Tak Cukup Hanya Bagi-Bagi Sertifikat
Tak Cukup Hanya Bagi-Bagi Sertifikat
JAKARTA - Dewan Pengurus Pusat Serikat Petani Indonesia (DPP SPI) menyatakan kekecewaannya dengan model reformasi agraria (land reform) yang hanya berupa pembagian sertifikat tanah. Ketua Umum DPP SPI Henry Saragih menilai, kalau yang dilakukan hanya program pemberian sertifikat maka tidak akan mampu mengatasi persoalan kemiskinan. SPI menuntut pembagian tanah perkebunan kepada para buruh perkebunan dan petani, sebagai bentuk konkret program land reform.

"Kalau hanya pemberian sertifikat, itu hanya bentuk minimal land reform. Selama tanah perkebunan tidak dibagikan kepada buruh, petani, dan pekerja perkebunan, maka rakyat akan tetap miskin. Berapa pun tingginya harga kelapa sawit, buruhnya tetap miskin. Ini sama dengan jaman Belanda dulu, setinggi apa pun harga komoditi perkebunan, para kulinya tetap miskin," papar Henry Saragih, Rabu (30/7).

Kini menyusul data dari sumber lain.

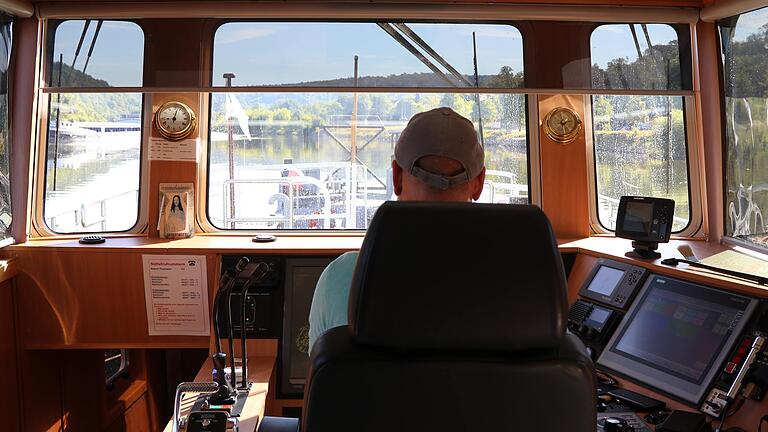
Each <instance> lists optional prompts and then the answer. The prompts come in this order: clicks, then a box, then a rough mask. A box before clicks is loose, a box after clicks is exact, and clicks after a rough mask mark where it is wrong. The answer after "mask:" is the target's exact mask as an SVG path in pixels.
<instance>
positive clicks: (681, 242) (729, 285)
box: [560, 237, 768, 298]
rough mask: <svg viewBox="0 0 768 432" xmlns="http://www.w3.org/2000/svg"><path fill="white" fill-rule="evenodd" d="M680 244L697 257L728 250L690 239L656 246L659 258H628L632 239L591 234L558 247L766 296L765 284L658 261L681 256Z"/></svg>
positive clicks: (671, 241)
mask: <svg viewBox="0 0 768 432" xmlns="http://www.w3.org/2000/svg"><path fill="white" fill-rule="evenodd" d="M682 245H686V246H689V247H690V248H691V249H692V250H693V253H694V255H696V257H697V258H698V259H703V258H707V257H709V256H712V255H715V254H717V253H720V252H723V251H725V250H728V248H727V247H725V246H723V245H721V244H718V243H711V242H705V241H691V240H672V241H671V242H669V243H664V244H660V245H659V253H661V255H662V258H659V259H654V260H641V259H637V258H629V257H626V256H625V255H624V254H625V253H626V252H628V251H630V250H632V241H631V240H625V239H618V238H613V237H590V238H585V239H582V240H576V241H573V242H570V243H564V244H561V245H560V250H561V251H567V252H578V253H579V254H580V255H590V256H593V257H601V258H611V259H614V260H617V261H622V262H626V263H629V264H633V265H638V266H641V267H645V268H648V269H650V270H651V271H653V272H654V273H659V274H663V275H667V276H673V277H677V278H680V279H685V280H688V281H691V282H697V283H702V284H706V285H709V286H713V287H715V288H723V289H726V290H729V291H734V292H739V293H742V294H747V295H751V296H755V297H761V298H768V287H766V286H763V285H758V284H755V283H752V282H747V281H742V280H740V279H736V278H732V277H728V276H723V275H719V274H717V273H713V272H710V271H707V270H702V269H696V268H694V267H688V266H687V265H686V264H680V265H678V266H677V267H671V266H667V265H663V264H661V261H662V259H663V258H672V257H674V258H682V255H681V254H680V252H679V251H678V250H677V248H678V246H682ZM577 261H578V259H577ZM576 271H577V269H576V267H575V266H574V269H573V270H572V272H576ZM584 277H586V275H584ZM569 286H570V284H569Z"/></svg>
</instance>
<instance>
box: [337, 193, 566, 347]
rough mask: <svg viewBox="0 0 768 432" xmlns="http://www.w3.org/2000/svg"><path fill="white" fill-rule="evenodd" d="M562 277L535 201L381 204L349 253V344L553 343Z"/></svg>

Henry mengatakan, kalau hanya pemberian sertifikat, maka program land reform tidak akan menyelesaikan persoalan sengketa tanah yang marak terjadi di sejumlah daerah. Mestinya, program yang sudah lama dicanangkan pemerintahan Presiden Susilo Bambang Yudhoyono ini menjadi titik awal guna menghilangkan berbagai bentuk konflik agraria.

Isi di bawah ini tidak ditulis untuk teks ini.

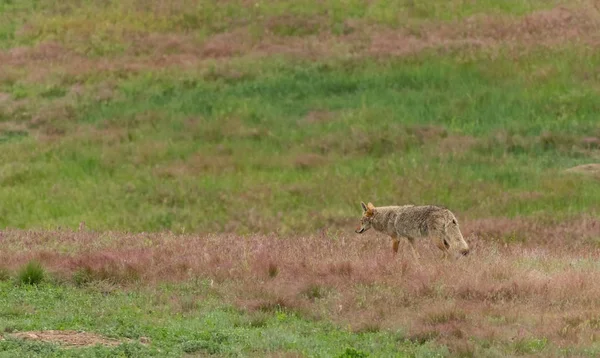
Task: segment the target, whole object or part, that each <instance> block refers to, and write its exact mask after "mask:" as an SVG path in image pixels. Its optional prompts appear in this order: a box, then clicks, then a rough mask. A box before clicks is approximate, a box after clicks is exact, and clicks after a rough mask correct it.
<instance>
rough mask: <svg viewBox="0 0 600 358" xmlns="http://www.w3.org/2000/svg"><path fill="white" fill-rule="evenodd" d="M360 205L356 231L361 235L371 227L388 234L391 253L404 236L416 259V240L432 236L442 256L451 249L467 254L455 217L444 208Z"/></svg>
mask: <svg viewBox="0 0 600 358" xmlns="http://www.w3.org/2000/svg"><path fill="white" fill-rule="evenodd" d="M360 205H361V206H362V209H363V216H362V218H361V220H360V224H361V225H360V227H358V228H357V229H356V233H357V234H362V233H363V232H365V231H367V230H369V229H370V228H371V227H373V228H374V229H375V230H377V231H380V232H383V233H386V234H388V235H390V236H391V237H392V243H393V244H392V249H393V251H394V254H396V253H398V244H399V243H400V239H401V238H403V237H404V238H406V239H408V242H410V245H411V248H412V253H413V256H414V258H415V260H416V261H417V262H418V261H419V255H418V254H417V251H416V250H415V239H418V238H430V239H432V240H433V241H434V243H435V244H436V246H437V247H438V248H439V249H440V250H442V253H443V254H442V255H443V257H446V256H447V255H448V252H449V251H450V250H452V251H453V252H460V253H461V254H462V255H467V254H468V253H469V245H468V244H467V242H466V241H465V239H464V238H463V236H462V234H461V232H460V229H459V228H458V220H456V217H455V216H454V214H452V212H451V211H450V210H448V209H446V208H442V207H439V206H434V205H425V206H415V205H404V206H380V207H375V206H373V204H372V203H369V204H367V205H365V203H364V202H361V203H360Z"/></svg>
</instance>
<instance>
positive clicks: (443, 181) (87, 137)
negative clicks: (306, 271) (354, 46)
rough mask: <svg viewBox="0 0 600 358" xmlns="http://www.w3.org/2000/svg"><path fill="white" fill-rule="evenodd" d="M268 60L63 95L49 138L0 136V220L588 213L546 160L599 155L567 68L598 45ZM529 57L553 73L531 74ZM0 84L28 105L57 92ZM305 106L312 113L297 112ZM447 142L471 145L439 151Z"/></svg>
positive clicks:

BPN di daerah, lanjut Henry, mestinya memahami bahwa program land reform ini merupakan bagian dari strategi besar (grand strategy) pembangunan ekonomi. "Program ini sebenarnya bertujuan merombak sistem ekonomi, dari yang sistem yang mengandalkan perusahaan-perusahaan pertanian, menjadi sistem yang menempatkan petani sebagai sokoguru ekonomi nasional yang didukung koperasi-koperasi," beber Henry.

Kalau sekadar pemberian sertifikat, kata Henry, maka hal itu hanya wujud program land reform yang sangat parsial. "Rakyat akan tetap miskin, yang artinya program land reform tak akan berhasil. Tuntutan kita yang praktis adalah, selesaikan dulu berbagai sengketa tanah, baru setelah dilakukan pembagian tanah ke buruh dan petani," tandas Henry.

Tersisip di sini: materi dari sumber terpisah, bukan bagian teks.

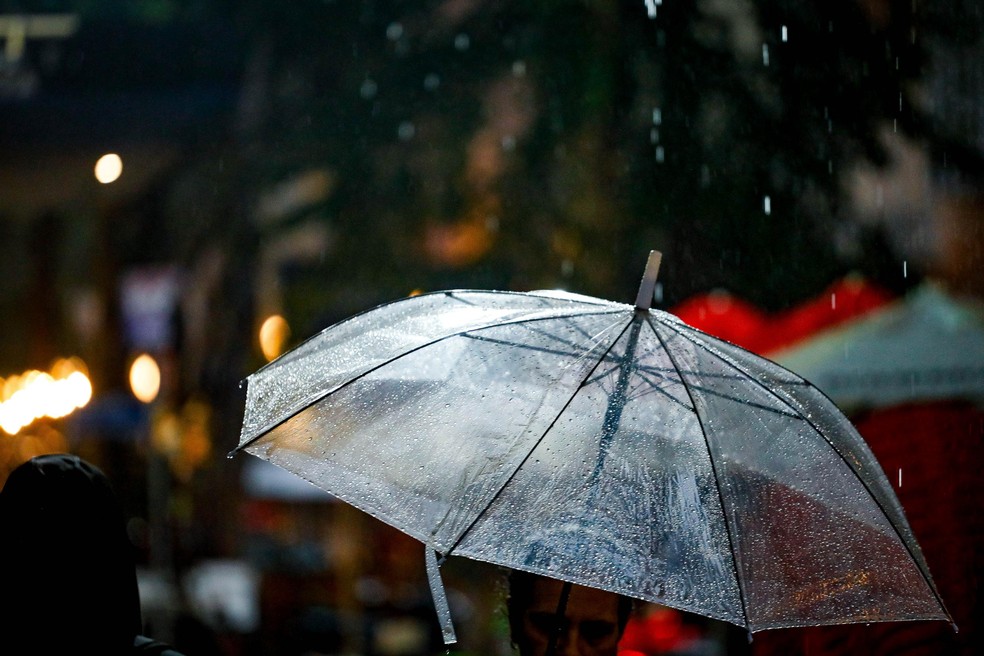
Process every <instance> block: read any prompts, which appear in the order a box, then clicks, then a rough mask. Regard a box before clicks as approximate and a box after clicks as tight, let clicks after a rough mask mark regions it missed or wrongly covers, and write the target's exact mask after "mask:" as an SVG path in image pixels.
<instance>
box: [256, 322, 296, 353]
mask: <svg viewBox="0 0 984 656" xmlns="http://www.w3.org/2000/svg"><path fill="white" fill-rule="evenodd" d="M289 336H290V326H288V325H287V320H286V319H284V318H283V317H282V316H280V315H279V314H274V315H272V316H269V317H267V318H266V320H265V321H264V322H263V325H262V326H260V350H262V351H263V357H265V358H266V359H267V361H268V362H269V361H271V360H273V359H274V358H276V357H277V356H279V355H280V354H281V353H283V352H284V346H285V345H286V344H287V338H288V337H289Z"/></svg>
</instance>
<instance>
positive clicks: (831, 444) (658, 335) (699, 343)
mask: <svg viewBox="0 0 984 656" xmlns="http://www.w3.org/2000/svg"><path fill="white" fill-rule="evenodd" d="M661 323H662V324H663V325H665V326H666V327H668V328H670V329H671V330H673V331H674V332H675V333H677V334H678V335H680V336H681V337H683V338H684V339H686V340H687V341H689V342H690V343H692V344H694V345H695V346H697V347H699V348H701V349H703V350H704V351H706V352H707V353H709V354H711V355H712V356H713V357H715V358H717V359H718V360H720V361H721V362H723V363H725V364H726V365H727V366H729V367H731V368H732V369H734V370H736V371H738V372H739V373H741V374H743V375H745V376H746V377H748V379H749V380H751V381H752V382H754V383H755V384H756V385H757V386H759V387H761V388H762V389H763V390H765V392H766V393H767V394H769V395H771V396H772V397H774V398H775V399H776V400H778V401H779V402H780V403H782V404H783V405H785V406H786V407H787V408H789V409H790V410H792V411H794V412H796V408H794V407H793V406H792V405H791V404H790V403H789V402H788V401H786V399H784V398H783V397H782V396H781V395H779V394H778V393H776V392H775V391H773V390H772V389H770V388H769V387H768V386H767V385H765V384H764V383H762V382H761V381H759V380H758V379H757V378H755V377H754V376H752V375H751V374H750V373H749V372H748V371H746V370H745V369H744V368H743V367H742V366H741V365H740V364H739V363H738V362H735V361H733V360H732V359H730V358H728V357H727V356H726V355H724V354H723V353H718V352H717V351H715V350H714V349H712V348H710V347H709V346H708V345H707V344H704V343H703V342H702V341H701V340H697V339H694V338H693V337H691V336H690V335H687V334H686V333H684V332H683V331H681V330H678V329H677V328H676V327H674V326H672V325H670V324H669V323H666V322H661ZM650 325H651V324H650ZM651 327H652V326H651ZM652 328H653V332H656V328H655V327H652ZM656 336H657V337H659V333H658V332H657V334H656ZM659 339H660V342H662V341H663V340H662V338H661V337H660V338H659ZM739 348H740V347H739ZM667 354H669V353H668V352H667ZM770 362H772V361H771V360H770ZM773 364H775V363H773ZM776 366H777V367H780V368H783V369H785V368H784V367H782V365H779V364H776ZM785 370H786V371H789V370H788V369H785ZM789 373H790V374H792V375H793V376H796V377H797V378H799V379H800V380H801V381H802V383H800V385H801V386H803V387H808V388H811V389H813V390H815V391H816V392H817V393H818V394H820V395H821V396H823V397H824V398H826V399H827V400H828V401H830V403H831V404H832V405H835V406H836V404H834V402H833V401H831V400H830V397H828V396H827V395H826V394H824V392H823V390H821V389H820V388H818V387H816V386H815V385H813V384H812V383H810V382H809V381H807V380H804V379H803V378H802V377H800V376H798V375H797V374H796V373H795V372H792V371H789ZM797 415H798V416H799V417H801V418H802V419H803V420H804V421H805V422H806V423H808V424H809V425H810V427H811V428H813V430H815V431H816V432H817V434H818V435H820V436H821V437H822V438H823V440H824V442H826V443H827V444H828V445H829V446H830V448H831V449H833V451H834V453H836V454H837V456H838V457H839V458H840V459H841V460H842V461H843V462H844V464H845V465H847V467H848V469H850V470H851V471H852V472H853V473H854V477H855V478H856V479H857V480H858V482H859V483H861V485H862V486H863V487H864V489H865V492H867V493H868V496H869V497H871V500H872V501H873V502H874V504H875V505H876V506H878V509H879V510H880V511H881V513H882V515H883V516H884V517H885V519H887V520H888V525H889V526H891V527H892V530H893V531H894V532H895V536H896V537H897V538H898V539H899V542H901V543H902V546H903V547H905V550H906V552H907V553H908V554H909V557H910V558H912V562H914V563H915V564H916V568H917V569H918V570H919V573H920V574H921V575H922V577H923V581H924V582H925V583H926V586H927V587H928V588H929V590H930V592H932V593H933V597H934V598H935V599H936V601H937V603H939V605H940V608H941V609H943V612H944V613H946V615H947V617H950V618H951V621H952V616H951V615H950V613H949V611H948V610H947V609H946V605H945V604H944V603H943V599H942V598H941V597H940V595H939V592H937V590H936V586H935V585H933V582H932V577H931V576H930V575H929V572H928V571H926V570H924V569H923V565H922V563H921V562H920V560H919V559H918V558H916V555H915V553H913V551H912V548H911V547H910V545H909V541H908V540H906V538H905V537H904V536H903V535H902V533H901V532H900V531H899V527H898V526H896V525H895V522H894V521H892V518H891V515H889V513H888V512H887V511H886V510H885V506H884V505H882V503H881V501H880V500H879V499H878V497H877V496H876V495H875V494H874V493H873V492H872V491H871V486H870V485H868V482H867V481H866V480H865V478H864V477H863V476H861V475H860V474H859V473H858V471H857V470H856V469H855V468H854V467H853V466H852V465H851V462H850V460H849V459H848V458H847V456H845V455H844V454H843V453H842V452H841V450H840V449H838V448H837V445H835V444H834V443H833V442H832V441H831V439H830V438H829V437H827V433H826V432H824V431H823V430H821V428H820V427H819V426H817V425H816V424H815V423H814V422H813V421H812V420H811V419H810V418H809V417H805V416H803V414H802V413H797ZM705 439H706V436H705ZM903 519H904V518H903Z"/></svg>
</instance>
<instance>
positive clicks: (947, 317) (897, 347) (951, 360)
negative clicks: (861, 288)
mask: <svg viewBox="0 0 984 656" xmlns="http://www.w3.org/2000/svg"><path fill="white" fill-rule="evenodd" d="M770 358H771V359H773V360H775V361H776V362H778V363H779V364H781V365H783V366H784V367H787V368H789V369H791V370H793V371H795V372H796V373H797V374H799V375H800V376H802V377H804V378H806V379H807V380H809V381H810V382H811V383H813V384H814V385H816V386H817V387H819V388H820V389H821V390H823V391H824V392H825V393H826V394H827V395H829V396H830V397H831V398H832V399H833V401H834V402H835V403H837V404H838V405H839V406H841V407H842V408H860V407H885V406H890V405H897V404H901V403H907V402H915V401H928V400H940V399H949V398H961V399H970V400H975V401H981V400H984V305H982V304H981V303H980V302H979V301H972V300H966V299H958V298H955V297H953V296H951V295H950V294H948V293H946V291H945V290H943V289H942V288H940V287H939V286H938V285H936V284H933V283H925V284H923V285H922V286H920V287H919V288H917V289H915V290H914V291H913V292H911V293H910V294H909V295H908V296H907V297H906V298H905V299H902V300H900V301H897V302H895V303H892V304H890V305H887V306H885V307H884V309H881V310H878V311H876V312H873V313H871V314H869V315H866V316H865V317H864V318H863V319H860V320H858V321H855V322H852V323H849V324H846V325H843V326H839V327H837V328H834V329H831V330H828V331H824V332H822V333H820V334H819V335H817V336H816V337H815V338H813V339H810V340H808V341H805V342H800V343H798V344H796V345H795V346H793V347H791V348H789V349H786V350H784V351H781V352H777V353H772V354H770Z"/></svg>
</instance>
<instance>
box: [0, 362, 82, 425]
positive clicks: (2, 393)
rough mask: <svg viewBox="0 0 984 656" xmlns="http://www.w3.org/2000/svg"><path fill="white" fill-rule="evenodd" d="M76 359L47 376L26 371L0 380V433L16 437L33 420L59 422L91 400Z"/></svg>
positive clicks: (59, 363) (56, 362)
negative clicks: (50, 420) (23, 428)
mask: <svg viewBox="0 0 984 656" xmlns="http://www.w3.org/2000/svg"><path fill="white" fill-rule="evenodd" d="M84 372H85V364H84V363H83V362H82V361H81V360H79V359H78V358H69V359H62V360H58V361H57V362H55V364H54V365H53V366H52V367H51V373H47V372H44V371H37V370H33V369H32V370H30V371H25V372H24V373H23V374H20V375H16V374H15V375H13V376H9V377H8V378H7V379H6V380H4V379H2V378H0V429H2V430H3V431H4V432H6V433H9V434H10V435H15V434H17V433H19V432H20V431H21V430H22V429H23V428H24V427H26V426H28V425H30V424H31V423H33V422H34V421H35V420H37V419H41V418H42V417H49V418H52V419H60V418H62V417H65V416H67V415H69V414H70V413H72V412H74V411H75V410H77V409H79V408H81V407H83V406H85V405H86V404H87V403H88V402H89V401H90V400H91V399H92V384H91V383H90V382H89V377H88V376H87V375H86V374H85V373H84Z"/></svg>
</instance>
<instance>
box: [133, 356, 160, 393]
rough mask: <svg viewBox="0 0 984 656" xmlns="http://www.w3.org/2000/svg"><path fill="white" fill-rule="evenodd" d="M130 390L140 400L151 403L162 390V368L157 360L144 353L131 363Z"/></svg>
mask: <svg viewBox="0 0 984 656" xmlns="http://www.w3.org/2000/svg"><path fill="white" fill-rule="evenodd" d="M130 390H131V391H132V392H133V395H134V396H135V397H137V399H138V400H140V401H142V402H144V403H150V402H152V401H153V400H154V399H156V398H157V393H158V392H160V390H161V369H160V367H159V366H157V361H156V360H154V358H152V357H151V356H149V355H147V354H146V353H144V354H143V355H140V356H138V357H137V359H136V360H134V361H133V364H132V365H130Z"/></svg>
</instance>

Secara umum, masih sambung Henry, konsep pemerintah mengenai land reform ini juga masih membingungkan. Ada berbagai macam tafsir terhadap model implementasinya. Ada yang menganggap hanya berupa pemberian sertifikat, sebagaimana ditafsirkan Horasman Sitanggang. Ada pula anggapan bahwa akan ada pembagian tanah, terutama tanah-tanah sengketa yang dicarikan dulu penyelesaiannya. "Ada pula yang menafsirkan ini merupakan program bagi-bagi tanah yang selama ini telantar. Semua belum jelas," paparnya.

Mengenai kriteria rakyat yang akan menjadi subyek land reform juga belum jelas. Kata Henry, mestinya pemerintah mengidentifikasi terlebih dahulu siapa rakyat yang pantas menjadi subyek pemilik lahan. DPP SPI punya kriteria jelas, bahwa yang layak menerima pembagian tanah adalah buruh dan petani, pekerja perkebunan, dan rakyat yang tanahnya diserobot perusahaan perkebunan.

Saat ditanya apa langkah konkret DPP SPI menyikapi program land reform ini, Henry menjelaskan pihaknya telah dan akan terus melakukan sejumlah aksi. Pertama, terus memberikan penyadaran kepada masyarakat bahwa mereka punya hak mendapatkan tanah. Kedua, melakukan advokasi dan penguatan petani agar terus melakukan desakan ke DPR dan pemerintah. Ketiga, memberikan penyadaran kepada rakyat agar tanah-tanahnya terus dipertahankan. Keempat, memobilisasi pendapat umum (publik opinion) bahwa rakyat akan tetap miskin bila tidak mendapat pembagian tanah.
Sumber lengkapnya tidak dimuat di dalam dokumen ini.